Model parameters and model superparameters in machine learning are different in function and source, and model superparameters are often called model parameters, which is easy to confuse beginners. In this paper, the definitions of model parameters and model superparameters are given and compared, and the essential differences between them are pointed out: model parameters are configuration variables within the model, and the values of model parameters can be estimated by data; Model superparameter is a configuration outside the model, and the parameter value must be set manually.
When we do research, we will come across many terms. Sometimes, terms with the same name will appear in different research fields. For example, "model parameters" and "model superparameters" often used in statistics and economics also exist in machine learning.
The functions and sources of "model parameters" and "model superparameters" in the field of machine learning are different. If beginners don't have a clear understanding of them, they will usually find it difficult to learn, especially those from statistics and economics.
In order to let everyone have a clear definition of "parametric model" and "hyperparametric model" when applying machine learning, we will discuss these two terms in detail in this paper.
First, let's look at what "parameters" are.
As a part of the model learned from historical training data, parameters are the key of machine learning algorithm.
"Parameters" in statistics:
In statistics, you can assume the distribution of a variable, such as Gaussian distribution. The two parameters of Gaussian distribution are mean (μ) and standard deviation (sigma) respectively. This is effective in machine learning, and these parameters can be estimated by data and used as part of the prediction model.
"Parameters" in programming:
In programming, parameters can be passed to functions. In this case, the parameter is a function parameter and can have a range of values. In machine learning, the specific model you are using is a function, and you need parameters to predict new data.
What is the relationship between "parameter" and "model"?
According to the classic machine learning literature, the model can be regarded as a hypothesis, and the parameters are specific adjustments to the hypothesis according to a specific data set.
Whether the number of parameters of a model is fixed or variable determines whether the model is a "parametric" model or a "nonparametric" model.
What are model parameters?
Simply put, model parameters are configuration variables within the model, and their values can be estimated by data.
Specifically, the model parameters have the following characteristics:
Model prediction needs model parameters.
Model parameter values can define model functions.
Model parameters are obtained by data estimation or data learning.
Model parameters are usually not set manually by practitioners.
Model parameters are usually saved as part of the learning model.
Optimization algorithm is usually used to estimate model parameters, and optimization algorithm is an effective search for possible values of parameters.
Some examples of model parameters include:
Weight in artificial neural network.
Support vector in support vector machine.
Coefficient in linear regression or logistic regression.
What is a model superparameter?
Model superparameter is a configuration outside the model, and its value cannot be estimated from the data.
The specific features are:
Model superparameters are often used in the process of estimating model parameters.
Model superparameters are usually quoted directly by practitioners.
Model superparameters can usually be set by heuristic methods.
The model superparameter is usually adjusted according to the given forecasting modeling problem.
How to get its optimal value: for a given problem, we can't know the optimal value of the model superparameter. But we can use the rule of thumb to find its optimal value, or copy the values used in other problems, or through trial and error.
Some examples of model superparameters include:
The learning rate of training neural network.
C and sigma superparameters of support vector machine.
In the neighborhood of k.
"Model Parameters" and "Model Hyperparameters"

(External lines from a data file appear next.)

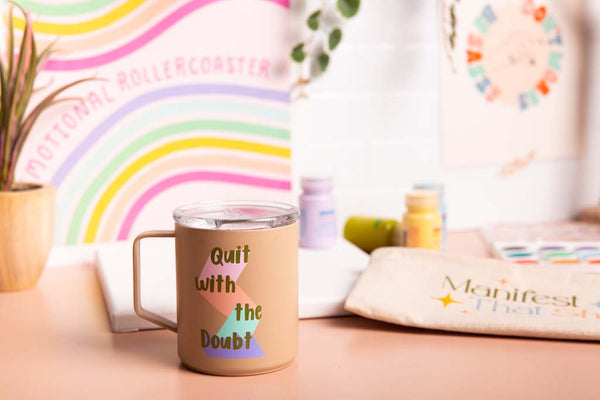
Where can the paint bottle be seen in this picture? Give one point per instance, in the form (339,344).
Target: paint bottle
(439,188)
(422,223)
(369,233)
(318,227)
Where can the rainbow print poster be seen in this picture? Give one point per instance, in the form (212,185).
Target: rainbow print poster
(191,104)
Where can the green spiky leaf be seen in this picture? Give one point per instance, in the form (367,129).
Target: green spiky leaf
(19,69)
(348,8)
(323,61)
(298,53)
(313,20)
(335,37)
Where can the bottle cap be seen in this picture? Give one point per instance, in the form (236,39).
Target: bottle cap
(435,186)
(316,184)
(422,198)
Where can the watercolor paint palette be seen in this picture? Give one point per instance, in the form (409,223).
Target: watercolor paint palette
(558,255)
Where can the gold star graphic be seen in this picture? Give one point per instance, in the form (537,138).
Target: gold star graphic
(446,300)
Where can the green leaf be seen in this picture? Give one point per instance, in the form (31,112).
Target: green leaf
(298,53)
(348,8)
(335,37)
(313,20)
(323,61)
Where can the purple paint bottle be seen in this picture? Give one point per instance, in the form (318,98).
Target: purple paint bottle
(318,227)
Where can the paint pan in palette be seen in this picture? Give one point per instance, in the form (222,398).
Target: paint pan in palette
(556,255)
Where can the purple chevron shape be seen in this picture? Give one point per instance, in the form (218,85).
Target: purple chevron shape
(253,352)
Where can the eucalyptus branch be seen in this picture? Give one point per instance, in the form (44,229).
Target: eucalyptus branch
(327,38)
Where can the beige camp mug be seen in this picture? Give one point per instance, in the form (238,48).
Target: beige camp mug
(237,286)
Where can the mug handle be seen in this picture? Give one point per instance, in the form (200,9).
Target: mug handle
(137,296)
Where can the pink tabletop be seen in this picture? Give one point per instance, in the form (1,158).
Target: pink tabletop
(55,343)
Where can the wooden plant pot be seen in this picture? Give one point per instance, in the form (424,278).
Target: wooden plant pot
(26,230)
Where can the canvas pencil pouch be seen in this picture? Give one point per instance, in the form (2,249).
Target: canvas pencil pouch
(435,290)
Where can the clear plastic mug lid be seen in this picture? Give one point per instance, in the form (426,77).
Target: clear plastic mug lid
(236,215)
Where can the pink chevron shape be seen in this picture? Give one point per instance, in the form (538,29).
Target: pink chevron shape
(226,303)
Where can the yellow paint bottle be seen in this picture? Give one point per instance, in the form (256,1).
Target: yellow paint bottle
(422,223)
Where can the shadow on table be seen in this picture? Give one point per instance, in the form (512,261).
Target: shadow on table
(157,346)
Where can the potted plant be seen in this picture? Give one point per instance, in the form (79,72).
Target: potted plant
(26,209)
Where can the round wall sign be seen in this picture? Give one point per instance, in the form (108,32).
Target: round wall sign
(514,53)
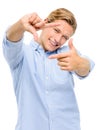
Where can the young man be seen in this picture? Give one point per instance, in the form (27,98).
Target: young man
(43,70)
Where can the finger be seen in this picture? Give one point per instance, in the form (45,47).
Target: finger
(59,56)
(32,30)
(70,44)
(53,24)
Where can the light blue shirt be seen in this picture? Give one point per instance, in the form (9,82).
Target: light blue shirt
(45,94)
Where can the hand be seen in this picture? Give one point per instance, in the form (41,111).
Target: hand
(69,60)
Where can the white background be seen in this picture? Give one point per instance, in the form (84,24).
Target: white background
(86,39)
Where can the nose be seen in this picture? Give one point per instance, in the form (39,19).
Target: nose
(58,38)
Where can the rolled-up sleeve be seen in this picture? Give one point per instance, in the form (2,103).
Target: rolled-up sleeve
(12,51)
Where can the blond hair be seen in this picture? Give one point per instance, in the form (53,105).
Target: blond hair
(63,14)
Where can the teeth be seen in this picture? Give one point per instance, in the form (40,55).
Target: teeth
(54,43)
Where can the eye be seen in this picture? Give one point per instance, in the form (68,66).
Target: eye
(65,37)
(56,30)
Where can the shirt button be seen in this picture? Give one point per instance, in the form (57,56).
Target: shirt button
(46,92)
(46,77)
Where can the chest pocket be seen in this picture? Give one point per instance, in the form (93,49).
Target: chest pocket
(60,76)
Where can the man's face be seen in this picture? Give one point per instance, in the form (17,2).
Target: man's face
(52,38)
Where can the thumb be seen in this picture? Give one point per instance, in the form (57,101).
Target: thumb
(70,44)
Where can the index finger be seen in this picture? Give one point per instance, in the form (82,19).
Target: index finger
(51,25)
(58,56)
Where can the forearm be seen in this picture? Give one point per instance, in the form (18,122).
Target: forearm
(83,67)
(15,32)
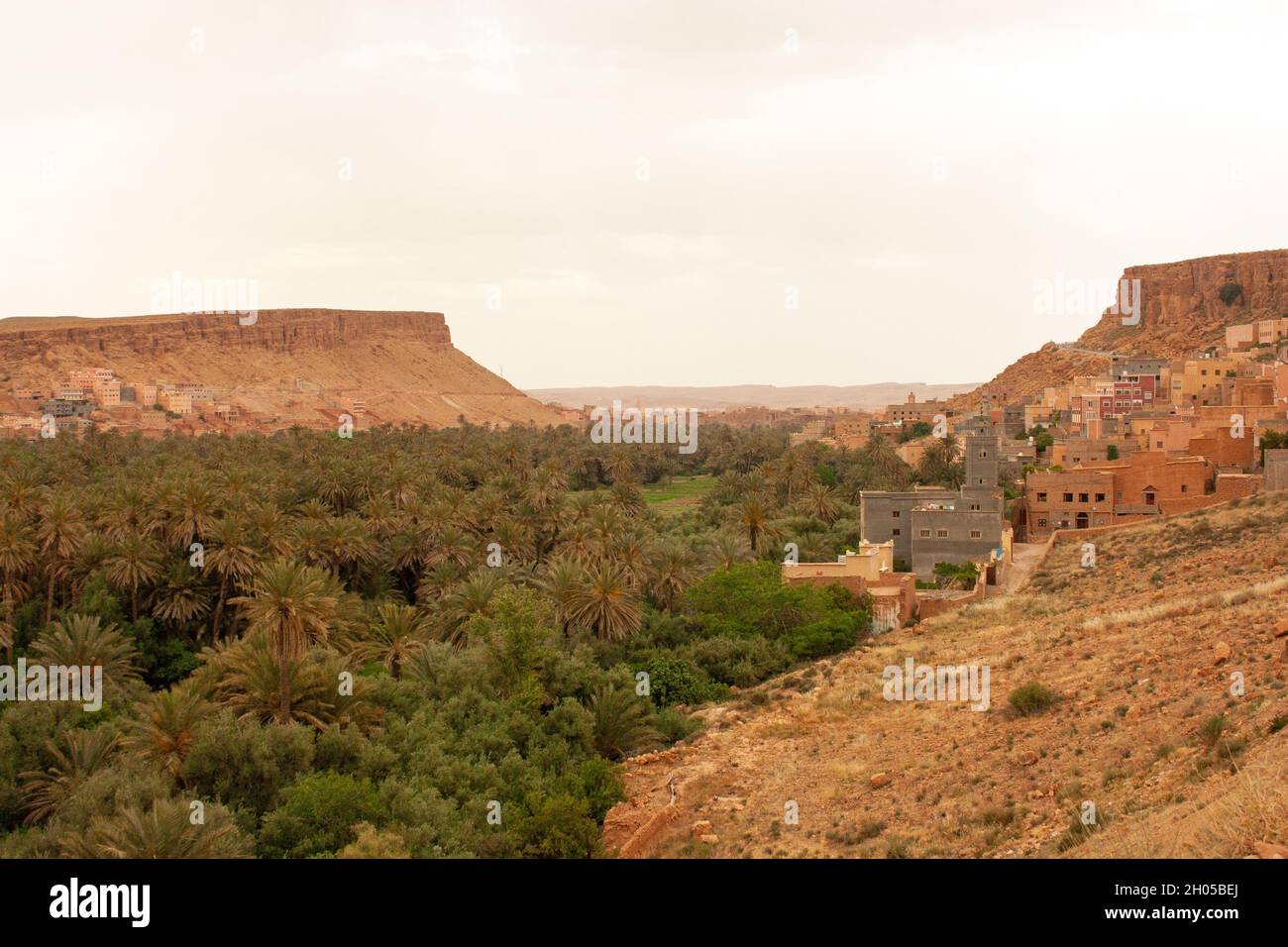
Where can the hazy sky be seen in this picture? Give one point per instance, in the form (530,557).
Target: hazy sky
(639,192)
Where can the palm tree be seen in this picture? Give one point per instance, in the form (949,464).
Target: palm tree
(292,605)
(606,603)
(398,634)
(232,557)
(468,598)
(729,548)
(671,574)
(46,789)
(163,831)
(136,561)
(754,517)
(162,731)
(59,535)
(82,641)
(180,598)
(563,579)
(622,723)
(820,501)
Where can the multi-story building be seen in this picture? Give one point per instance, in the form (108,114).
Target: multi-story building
(928,526)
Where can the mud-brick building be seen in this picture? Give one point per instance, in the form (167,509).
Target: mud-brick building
(932,526)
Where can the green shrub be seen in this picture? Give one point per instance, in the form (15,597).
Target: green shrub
(1030,698)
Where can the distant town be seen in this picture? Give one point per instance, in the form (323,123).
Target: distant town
(95,398)
(1151,437)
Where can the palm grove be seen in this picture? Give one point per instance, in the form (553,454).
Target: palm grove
(351,647)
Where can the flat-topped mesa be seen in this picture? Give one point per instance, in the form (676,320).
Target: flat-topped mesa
(1184,307)
(277,330)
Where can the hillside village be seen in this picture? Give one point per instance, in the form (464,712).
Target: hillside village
(1147,438)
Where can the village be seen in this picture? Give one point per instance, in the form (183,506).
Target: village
(1149,438)
(94,398)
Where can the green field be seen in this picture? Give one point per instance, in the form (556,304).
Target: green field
(682,491)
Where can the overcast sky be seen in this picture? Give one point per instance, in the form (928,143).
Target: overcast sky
(692,192)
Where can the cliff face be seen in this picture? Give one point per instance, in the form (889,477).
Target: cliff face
(274,330)
(1180,311)
(294,367)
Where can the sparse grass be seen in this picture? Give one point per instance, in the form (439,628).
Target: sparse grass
(1030,698)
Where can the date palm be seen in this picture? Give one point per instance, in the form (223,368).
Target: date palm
(162,729)
(622,723)
(46,789)
(82,641)
(754,517)
(181,596)
(232,556)
(163,831)
(820,501)
(606,604)
(133,562)
(398,634)
(563,579)
(292,605)
(59,534)
(729,548)
(670,574)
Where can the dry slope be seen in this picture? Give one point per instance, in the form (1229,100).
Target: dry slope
(1181,311)
(290,363)
(1140,654)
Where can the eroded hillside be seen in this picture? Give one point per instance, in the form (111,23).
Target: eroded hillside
(1142,655)
(1181,309)
(288,365)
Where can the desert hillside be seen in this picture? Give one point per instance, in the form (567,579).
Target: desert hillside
(1140,655)
(720,397)
(1181,311)
(300,365)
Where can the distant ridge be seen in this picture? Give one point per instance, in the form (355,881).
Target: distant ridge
(716,397)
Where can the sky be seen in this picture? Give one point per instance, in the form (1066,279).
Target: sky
(623,192)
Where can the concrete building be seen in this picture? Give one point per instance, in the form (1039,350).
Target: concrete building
(1276,470)
(928,526)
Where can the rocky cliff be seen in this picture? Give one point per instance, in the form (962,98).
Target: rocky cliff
(288,367)
(1181,309)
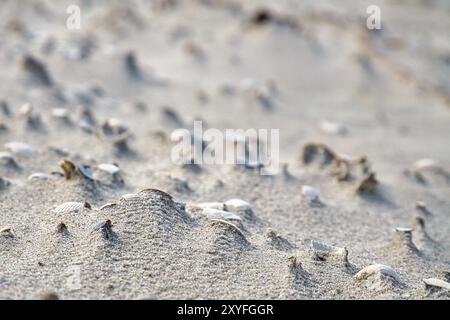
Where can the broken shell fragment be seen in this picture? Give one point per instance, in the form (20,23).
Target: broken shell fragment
(20,149)
(422,208)
(72,206)
(7,160)
(37,71)
(86,171)
(405,238)
(61,228)
(332,128)
(314,150)
(422,166)
(107,205)
(322,251)
(310,193)
(212,205)
(105,227)
(71,170)
(237,205)
(38,176)
(4,183)
(220,214)
(6,231)
(109,168)
(294,264)
(378,271)
(436,283)
(367,184)
(129,196)
(61,114)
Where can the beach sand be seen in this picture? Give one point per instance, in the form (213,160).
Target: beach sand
(310,69)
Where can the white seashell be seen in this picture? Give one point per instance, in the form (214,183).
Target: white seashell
(116,124)
(438,283)
(26,109)
(211,205)
(7,159)
(220,214)
(60,113)
(129,196)
(322,250)
(109,168)
(310,193)
(236,205)
(377,269)
(333,128)
(86,171)
(180,134)
(425,163)
(38,176)
(7,231)
(72,207)
(108,205)
(20,148)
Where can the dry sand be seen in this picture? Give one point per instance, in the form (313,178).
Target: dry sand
(388,88)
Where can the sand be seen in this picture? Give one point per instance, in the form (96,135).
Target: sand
(389,89)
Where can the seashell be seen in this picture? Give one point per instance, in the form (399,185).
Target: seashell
(37,71)
(72,207)
(20,149)
(313,150)
(437,283)
(424,164)
(4,183)
(220,214)
(211,205)
(26,109)
(7,231)
(428,165)
(113,131)
(271,233)
(379,270)
(69,168)
(405,238)
(109,168)
(294,264)
(333,128)
(107,205)
(132,66)
(422,208)
(130,196)
(38,176)
(310,193)
(4,109)
(230,225)
(61,114)
(322,251)
(237,205)
(86,171)
(87,117)
(172,116)
(367,184)
(61,228)
(105,228)
(228,88)
(46,295)
(193,207)
(7,160)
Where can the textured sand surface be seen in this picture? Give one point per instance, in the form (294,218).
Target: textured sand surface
(390,89)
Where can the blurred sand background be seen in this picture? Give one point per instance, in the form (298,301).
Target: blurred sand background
(315,61)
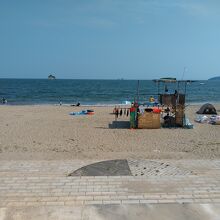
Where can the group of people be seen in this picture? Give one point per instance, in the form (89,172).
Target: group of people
(119,112)
(4,100)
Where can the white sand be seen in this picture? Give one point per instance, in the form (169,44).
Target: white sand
(49,132)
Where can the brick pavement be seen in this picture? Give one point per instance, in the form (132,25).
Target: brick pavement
(46,183)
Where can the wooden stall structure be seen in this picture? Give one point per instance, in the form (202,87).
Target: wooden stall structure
(173,101)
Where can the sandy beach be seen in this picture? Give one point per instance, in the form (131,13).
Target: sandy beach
(49,132)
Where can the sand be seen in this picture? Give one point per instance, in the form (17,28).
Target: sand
(49,132)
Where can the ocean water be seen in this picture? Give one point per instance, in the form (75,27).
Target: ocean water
(98,92)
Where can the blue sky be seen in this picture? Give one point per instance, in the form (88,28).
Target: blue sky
(110,39)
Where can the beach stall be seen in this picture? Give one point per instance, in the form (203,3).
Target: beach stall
(171,96)
(166,110)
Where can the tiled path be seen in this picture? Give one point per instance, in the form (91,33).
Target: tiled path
(46,183)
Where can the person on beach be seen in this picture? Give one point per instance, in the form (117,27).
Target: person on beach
(4,101)
(151,99)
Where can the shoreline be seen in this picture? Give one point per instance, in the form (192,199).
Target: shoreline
(48,132)
(100,105)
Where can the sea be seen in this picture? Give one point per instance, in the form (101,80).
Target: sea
(100,92)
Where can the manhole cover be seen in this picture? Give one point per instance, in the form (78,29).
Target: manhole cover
(104,168)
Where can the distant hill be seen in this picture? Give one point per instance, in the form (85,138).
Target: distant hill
(215,78)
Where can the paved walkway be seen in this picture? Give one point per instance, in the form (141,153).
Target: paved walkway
(46,183)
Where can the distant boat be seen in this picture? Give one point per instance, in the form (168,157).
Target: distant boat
(215,78)
(51,77)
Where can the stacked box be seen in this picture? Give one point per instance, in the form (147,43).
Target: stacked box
(149,120)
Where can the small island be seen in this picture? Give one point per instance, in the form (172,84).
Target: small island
(51,77)
(215,78)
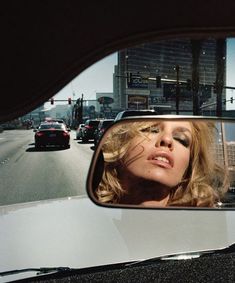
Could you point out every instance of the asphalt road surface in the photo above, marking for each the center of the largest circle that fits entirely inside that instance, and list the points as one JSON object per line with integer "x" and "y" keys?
{"x": 27, "y": 174}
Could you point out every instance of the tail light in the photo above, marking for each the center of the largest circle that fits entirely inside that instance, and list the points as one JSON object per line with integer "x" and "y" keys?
{"x": 39, "y": 134}
{"x": 65, "y": 134}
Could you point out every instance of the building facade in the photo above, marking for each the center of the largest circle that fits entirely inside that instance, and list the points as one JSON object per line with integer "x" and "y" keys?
{"x": 163, "y": 74}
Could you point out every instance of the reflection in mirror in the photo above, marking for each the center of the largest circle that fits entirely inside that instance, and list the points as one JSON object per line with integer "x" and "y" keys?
{"x": 166, "y": 163}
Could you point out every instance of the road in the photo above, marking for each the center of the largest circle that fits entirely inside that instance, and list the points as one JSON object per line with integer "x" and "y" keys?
{"x": 27, "y": 174}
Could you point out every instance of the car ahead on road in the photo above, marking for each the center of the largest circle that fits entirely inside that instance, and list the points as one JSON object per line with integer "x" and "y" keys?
{"x": 79, "y": 131}
{"x": 131, "y": 113}
{"x": 89, "y": 129}
{"x": 49, "y": 134}
{"x": 73, "y": 239}
{"x": 103, "y": 124}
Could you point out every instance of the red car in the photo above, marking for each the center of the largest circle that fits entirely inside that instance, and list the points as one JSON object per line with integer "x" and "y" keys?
{"x": 52, "y": 134}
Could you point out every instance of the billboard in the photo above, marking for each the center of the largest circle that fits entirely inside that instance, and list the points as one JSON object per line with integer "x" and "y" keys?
{"x": 137, "y": 102}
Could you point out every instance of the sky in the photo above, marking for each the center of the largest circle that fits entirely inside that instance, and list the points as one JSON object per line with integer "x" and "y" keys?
{"x": 96, "y": 78}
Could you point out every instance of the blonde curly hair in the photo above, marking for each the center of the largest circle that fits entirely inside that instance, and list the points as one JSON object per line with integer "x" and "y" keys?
{"x": 203, "y": 184}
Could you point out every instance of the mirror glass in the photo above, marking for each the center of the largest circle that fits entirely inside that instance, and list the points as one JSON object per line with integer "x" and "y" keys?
{"x": 165, "y": 162}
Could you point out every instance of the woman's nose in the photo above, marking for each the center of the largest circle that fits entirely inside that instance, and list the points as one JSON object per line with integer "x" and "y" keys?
{"x": 165, "y": 140}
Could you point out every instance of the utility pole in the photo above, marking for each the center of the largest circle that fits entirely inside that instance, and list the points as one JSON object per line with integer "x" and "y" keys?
{"x": 219, "y": 83}
{"x": 196, "y": 48}
{"x": 177, "y": 96}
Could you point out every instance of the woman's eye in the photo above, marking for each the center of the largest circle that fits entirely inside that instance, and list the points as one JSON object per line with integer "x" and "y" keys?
{"x": 154, "y": 130}
{"x": 184, "y": 141}
{"x": 151, "y": 130}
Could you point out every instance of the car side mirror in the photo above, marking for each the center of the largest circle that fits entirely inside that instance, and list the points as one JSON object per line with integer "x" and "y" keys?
{"x": 165, "y": 162}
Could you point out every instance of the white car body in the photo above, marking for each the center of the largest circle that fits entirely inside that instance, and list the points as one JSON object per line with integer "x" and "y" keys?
{"x": 76, "y": 233}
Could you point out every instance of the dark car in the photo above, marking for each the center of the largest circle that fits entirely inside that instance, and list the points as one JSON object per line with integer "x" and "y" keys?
{"x": 103, "y": 124}
{"x": 79, "y": 131}
{"x": 52, "y": 134}
{"x": 89, "y": 129}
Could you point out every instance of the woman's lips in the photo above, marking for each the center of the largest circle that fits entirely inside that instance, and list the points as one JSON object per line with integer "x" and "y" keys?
{"x": 162, "y": 159}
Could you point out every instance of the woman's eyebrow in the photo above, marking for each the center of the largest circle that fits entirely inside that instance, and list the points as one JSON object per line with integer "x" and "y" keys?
{"x": 183, "y": 129}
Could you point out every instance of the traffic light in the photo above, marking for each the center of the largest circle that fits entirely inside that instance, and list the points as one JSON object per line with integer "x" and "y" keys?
{"x": 189, "y": 84}
{"x": 158, "y": 82}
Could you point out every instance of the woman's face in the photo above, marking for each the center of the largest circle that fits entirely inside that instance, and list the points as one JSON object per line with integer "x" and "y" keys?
{"x": 162, "y": 155}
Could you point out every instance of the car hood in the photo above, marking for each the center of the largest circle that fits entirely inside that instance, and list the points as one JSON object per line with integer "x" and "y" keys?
{"x": 75, "y": 232}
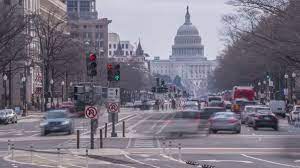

The connection between the two:
When adjusting the machine learning algorithm for a specific problem, such as using grid search or random search, you will adjust the superparameter of the model or command to find a model parameter that can make the model predict most skillfully. The important parameters in many models cannot be directly estimated from the data. For example, in the K nearest neighbor classification model ... this type of model parameter is called adjustment parameter, because there is no available analysis formula to calculate the appropriate value.
Distinguish:
Model superparameters are usually called model parameters and are easily misunderstood. A good rule of thumb to solve this problem is as follows: If you have to specify a "model parameter" manually, it may be a model superparameter.
abstract
After reading this article, we can understand the clear definition and difference between model parameters and model superparameters.
In a word, the model parameters are estimated automatically according to the data, while the model hyperparameters are set manually and used in the process of estimating the model parameters.